Jim, thank you for your nice comments. As far as the title, I think its more of a way to "force me" in a way to learn some of the stuff that I don't care too much about (ex: enzyme content in pollen) or will never use on a day to day basis but could be of use someday. Great advice on the mindset scenario, that will keep my sanity over the years. I'm the type that its never good enough or I'm never happy enough with what I do.

Daniel, I have never made a 400% increase. I'll know my increase skills when I start doing this venture. I do know its expensive, but at this point money is no issue with what I'm enjoying doing. For the management skills, I have a business plan laid out with "what if" scenarios and plan "b"s if something goes wrong. Great advice on the apiary taking over vision and no last minute changes (I can see all this happening).

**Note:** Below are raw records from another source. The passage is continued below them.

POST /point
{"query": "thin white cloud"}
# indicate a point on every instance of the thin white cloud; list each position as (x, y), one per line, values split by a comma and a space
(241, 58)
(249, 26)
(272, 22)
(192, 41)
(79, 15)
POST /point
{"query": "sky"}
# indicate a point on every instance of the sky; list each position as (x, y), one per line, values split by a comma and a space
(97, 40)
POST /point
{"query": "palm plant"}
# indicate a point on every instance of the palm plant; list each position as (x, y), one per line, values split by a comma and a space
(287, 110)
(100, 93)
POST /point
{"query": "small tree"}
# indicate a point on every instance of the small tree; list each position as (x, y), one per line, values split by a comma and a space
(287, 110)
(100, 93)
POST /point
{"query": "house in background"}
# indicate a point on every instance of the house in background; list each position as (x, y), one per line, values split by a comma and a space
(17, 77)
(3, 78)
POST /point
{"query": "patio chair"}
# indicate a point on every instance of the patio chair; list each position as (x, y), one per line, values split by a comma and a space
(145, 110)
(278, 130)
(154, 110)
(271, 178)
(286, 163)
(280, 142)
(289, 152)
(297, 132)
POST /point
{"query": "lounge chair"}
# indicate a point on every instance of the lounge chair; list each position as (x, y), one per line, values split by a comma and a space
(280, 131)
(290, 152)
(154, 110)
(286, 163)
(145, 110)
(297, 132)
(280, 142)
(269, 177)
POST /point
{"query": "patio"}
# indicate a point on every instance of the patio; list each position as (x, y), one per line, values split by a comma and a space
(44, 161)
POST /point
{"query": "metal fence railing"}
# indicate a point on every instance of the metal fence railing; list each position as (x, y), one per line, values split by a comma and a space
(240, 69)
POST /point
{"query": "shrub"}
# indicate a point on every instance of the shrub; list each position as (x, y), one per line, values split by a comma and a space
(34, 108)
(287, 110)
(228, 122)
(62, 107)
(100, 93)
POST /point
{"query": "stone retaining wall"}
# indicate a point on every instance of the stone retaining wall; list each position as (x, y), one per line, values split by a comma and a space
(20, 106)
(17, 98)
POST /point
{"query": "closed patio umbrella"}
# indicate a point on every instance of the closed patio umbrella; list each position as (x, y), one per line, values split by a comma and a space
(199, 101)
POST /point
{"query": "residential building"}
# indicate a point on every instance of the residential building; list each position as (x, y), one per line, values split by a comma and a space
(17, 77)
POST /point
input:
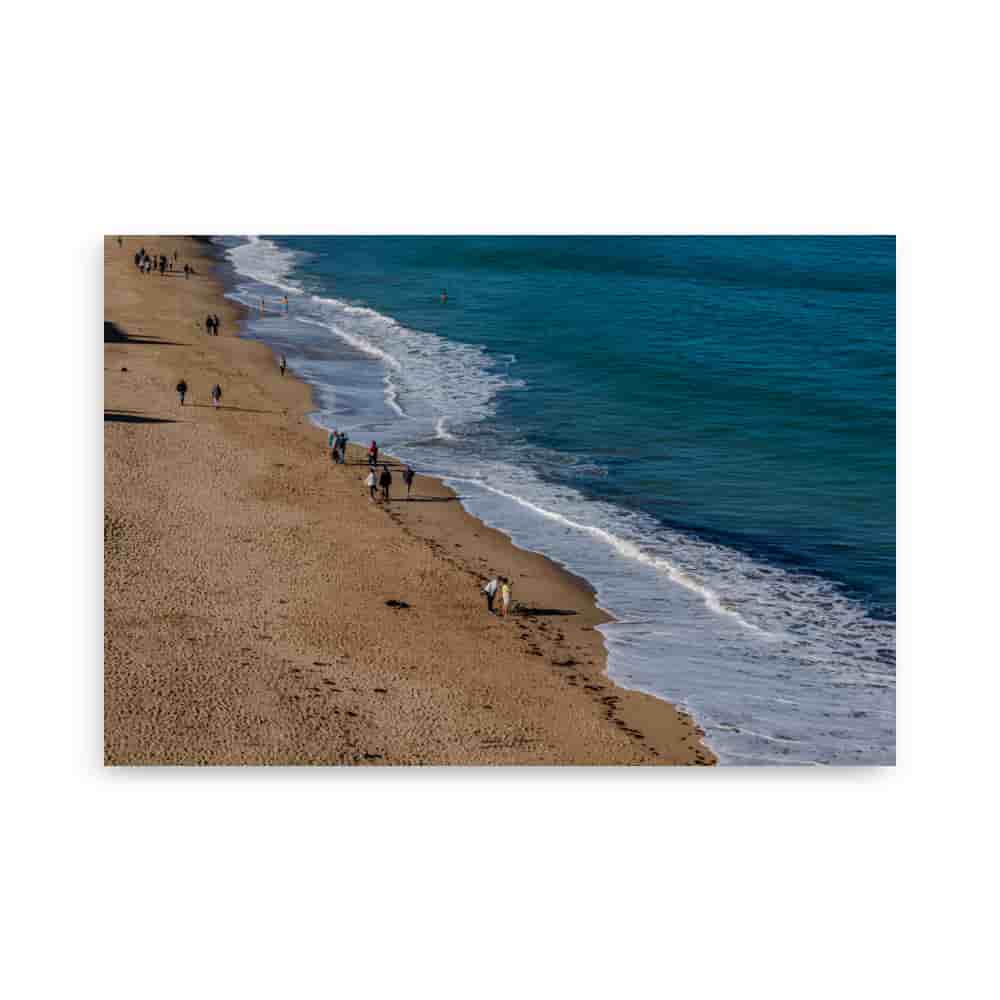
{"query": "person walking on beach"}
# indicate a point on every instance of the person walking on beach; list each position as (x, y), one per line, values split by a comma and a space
(490, 590)
(505, 588)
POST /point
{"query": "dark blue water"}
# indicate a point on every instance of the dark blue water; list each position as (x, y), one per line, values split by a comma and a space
(704, 427)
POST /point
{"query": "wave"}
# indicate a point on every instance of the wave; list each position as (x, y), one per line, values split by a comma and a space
(777, 665)
(630, 551)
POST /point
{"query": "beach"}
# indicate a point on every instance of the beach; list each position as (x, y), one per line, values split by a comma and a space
(247, 579)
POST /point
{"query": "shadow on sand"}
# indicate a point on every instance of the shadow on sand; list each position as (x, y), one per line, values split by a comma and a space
(127, 417)
(114, 334)
(425, 499)
(238, 409)
(542, 612)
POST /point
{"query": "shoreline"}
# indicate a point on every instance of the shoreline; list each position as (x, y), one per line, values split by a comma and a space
(436, 682)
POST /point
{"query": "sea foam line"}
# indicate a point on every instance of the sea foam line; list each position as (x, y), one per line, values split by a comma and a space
(631, 551)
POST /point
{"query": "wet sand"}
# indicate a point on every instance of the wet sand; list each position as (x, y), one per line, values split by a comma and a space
(247, 579)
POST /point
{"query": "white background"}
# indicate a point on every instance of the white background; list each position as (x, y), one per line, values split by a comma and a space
(504, 117)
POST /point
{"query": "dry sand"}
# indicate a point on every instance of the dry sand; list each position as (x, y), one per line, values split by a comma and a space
(246, 579)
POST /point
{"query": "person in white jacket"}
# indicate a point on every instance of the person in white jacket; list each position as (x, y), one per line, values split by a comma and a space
(490, 590)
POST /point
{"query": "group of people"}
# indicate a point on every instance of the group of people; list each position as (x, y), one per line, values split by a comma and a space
(216, 393)
(337, 443)
(147, 264)
(505, 588)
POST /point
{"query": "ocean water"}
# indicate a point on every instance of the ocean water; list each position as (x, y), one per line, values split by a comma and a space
(702, 427)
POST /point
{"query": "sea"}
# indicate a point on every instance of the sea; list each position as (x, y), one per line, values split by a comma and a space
(702, 427)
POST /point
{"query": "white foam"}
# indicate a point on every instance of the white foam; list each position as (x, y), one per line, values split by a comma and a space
(776, 665)
(630, 551)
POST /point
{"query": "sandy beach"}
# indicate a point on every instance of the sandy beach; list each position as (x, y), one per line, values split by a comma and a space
(247, 579)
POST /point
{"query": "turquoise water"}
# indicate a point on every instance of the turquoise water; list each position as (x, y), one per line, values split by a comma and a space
(703, 427)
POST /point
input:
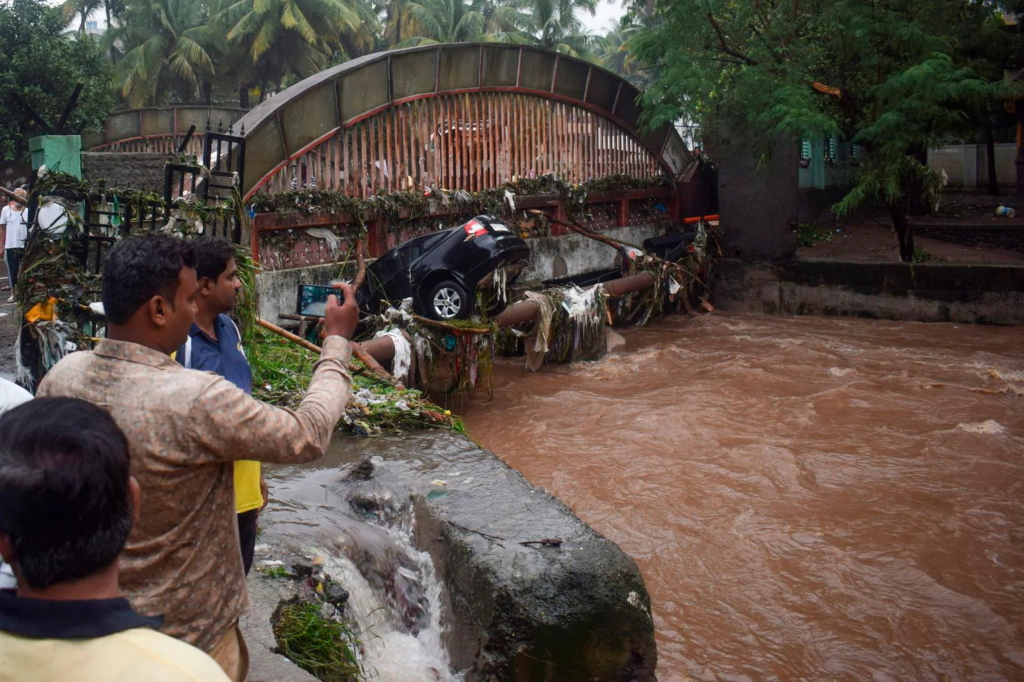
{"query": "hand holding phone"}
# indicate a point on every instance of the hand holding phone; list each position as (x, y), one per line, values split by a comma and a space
(340, 318)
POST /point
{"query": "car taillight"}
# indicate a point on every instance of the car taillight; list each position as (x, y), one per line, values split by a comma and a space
(474, 228)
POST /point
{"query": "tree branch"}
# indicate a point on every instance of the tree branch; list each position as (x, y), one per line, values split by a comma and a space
(725, 47)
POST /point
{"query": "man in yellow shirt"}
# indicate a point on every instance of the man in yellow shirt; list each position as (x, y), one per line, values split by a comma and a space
(215, 345)
(67, 506)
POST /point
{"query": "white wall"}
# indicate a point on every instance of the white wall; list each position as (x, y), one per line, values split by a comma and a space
(967, 165)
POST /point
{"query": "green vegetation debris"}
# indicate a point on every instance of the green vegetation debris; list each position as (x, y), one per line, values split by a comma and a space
(325, 648)
(282, 372)
(274, 571)
(808, 235)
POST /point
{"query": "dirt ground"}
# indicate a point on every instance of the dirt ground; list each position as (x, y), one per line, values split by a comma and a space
(864, 237)
(868, 235)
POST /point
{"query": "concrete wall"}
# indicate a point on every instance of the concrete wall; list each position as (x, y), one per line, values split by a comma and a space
(278, 289)
(760, 204)
(135, 171)
(581, 254)
(570, 613)
(926, 292)
(967, 165)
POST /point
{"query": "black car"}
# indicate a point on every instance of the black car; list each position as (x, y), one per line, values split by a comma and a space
(441, 271)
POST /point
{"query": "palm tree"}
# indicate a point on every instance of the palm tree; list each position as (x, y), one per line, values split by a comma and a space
(614, 52)
(444, 22)
(556, 26)
(166, 46)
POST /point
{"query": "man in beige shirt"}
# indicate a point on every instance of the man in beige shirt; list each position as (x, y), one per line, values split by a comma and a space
(67, 506)
(185, 429)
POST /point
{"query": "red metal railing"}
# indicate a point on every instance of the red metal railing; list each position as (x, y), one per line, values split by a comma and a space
(301, 249)
(470, 140)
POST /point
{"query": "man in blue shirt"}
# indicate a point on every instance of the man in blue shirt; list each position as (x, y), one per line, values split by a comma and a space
(214, 344)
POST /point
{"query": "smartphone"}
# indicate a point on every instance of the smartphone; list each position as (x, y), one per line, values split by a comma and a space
(312, 299)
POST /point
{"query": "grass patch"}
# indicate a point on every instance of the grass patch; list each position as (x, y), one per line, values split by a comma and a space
(274, 571)
(282, 372)
(808, 235)
(324, 648)
(922, 256)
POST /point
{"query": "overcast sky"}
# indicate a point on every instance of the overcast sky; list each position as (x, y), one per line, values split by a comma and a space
(607, 14)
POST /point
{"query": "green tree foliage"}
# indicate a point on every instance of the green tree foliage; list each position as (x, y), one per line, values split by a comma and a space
(167, 50)
(274, 41)
(893, 76)
(43, 65)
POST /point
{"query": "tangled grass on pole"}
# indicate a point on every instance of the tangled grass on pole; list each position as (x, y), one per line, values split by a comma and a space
(325, 648)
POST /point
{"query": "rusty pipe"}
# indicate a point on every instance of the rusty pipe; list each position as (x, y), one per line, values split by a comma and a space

This year I about ran out of equipment, which was a panic mode and scrambling to gather vendors to get things shipped out in time. This is why I'm planning on next year increases here in June as well as having the equipment ready beforehand. My budget is right on track since I've started and I'm so far in a straight line with my business plan. (so far).

Thanks for everyone's replies. Very helpful and encouraging!


----------



## BMAC (Jun 23, 2009)

Gee moving from computers to commercial level beekeeping is quite an undertaking. It certainly can be done and maybe quicker than you think. One huge advantage you have right now is you can take 100% of the money you earn in your endeavor and invest it back into your business. Whether it's boxes, bees, trucks, extracting equipment or anything else you don't need that money to live comfortably as you already make that money in your computer geek job.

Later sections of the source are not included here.